In the woods of Yonville a lot of things go down, during this period of time Charles starts to realize that Emma is really depressed, so he tries to find a way to make her happier. He thinks that horse back riding with a young rich aristocrat, Rodolphe Boulanger De La Huchette, that they have met in town together. What Charles doesn't know is that Rodolphe already has his sights set on Emma and wants her to be his new mistress. Emma tries to avoid the horseback riding but gives in due to the promise of new clothes. After a few weeks of horseback riding Emma and Rodolphe fall into a deep series of affairs, in which Emma constantly sneaks around and also comes into debt because of the "tokens of affection" she constantly buys Rodolphe.

  • The author uses this piece of text to set up the end of Rodolphe and Emma's relationship and how detrimental it will be to Emma's mental heath because she is unaoidably becoming more attached than Rodolphe is to her

Les Berteaux Fun Facts

Les Berteaux

  • Not really a place but a region in France
  • It really is as boring as the book depicts it

Les Berteaux is the first place in the book where Emma and Charles meet, this is the start of the rising action in the book and it is the first time that we see the main character, Emma, happy. Les Berteaux is also where they get married and it becomes a huge ordeal in the town, most likely the biggest event in the town for the year. The author uses the towns unnecessary over excitement to give readers insight on Emma's way of thinking and in someways sets her character by using the people she has been with her entire life to place her in a lower class that she was never happy with.

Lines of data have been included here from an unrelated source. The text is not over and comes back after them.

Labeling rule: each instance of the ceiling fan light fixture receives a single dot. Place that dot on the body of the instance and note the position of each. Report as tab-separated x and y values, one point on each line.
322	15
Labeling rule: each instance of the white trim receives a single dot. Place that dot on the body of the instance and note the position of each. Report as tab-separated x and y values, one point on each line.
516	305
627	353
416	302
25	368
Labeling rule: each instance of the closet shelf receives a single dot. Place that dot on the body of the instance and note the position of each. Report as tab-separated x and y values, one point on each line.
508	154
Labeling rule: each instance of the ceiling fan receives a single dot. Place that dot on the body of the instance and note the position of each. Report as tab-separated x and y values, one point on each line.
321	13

  • More interesting places to visit around Les Berteaux Would be, Toucy, Sementron, Parly, Moulins-sur-Ouanne, and Levis

"Emma would, on the contrary, have preferred to have a midnight wedding with torches, but old Rouault could not understand such an idea." (Chapter 2 Part 1)

  • This quote comes from the end of chapter two and foreshadows Emma's unequal position as a woman in the 1800s in France
  • This is an important idea that is continued throughout the book that contributes to Emma's continuous unhappiness.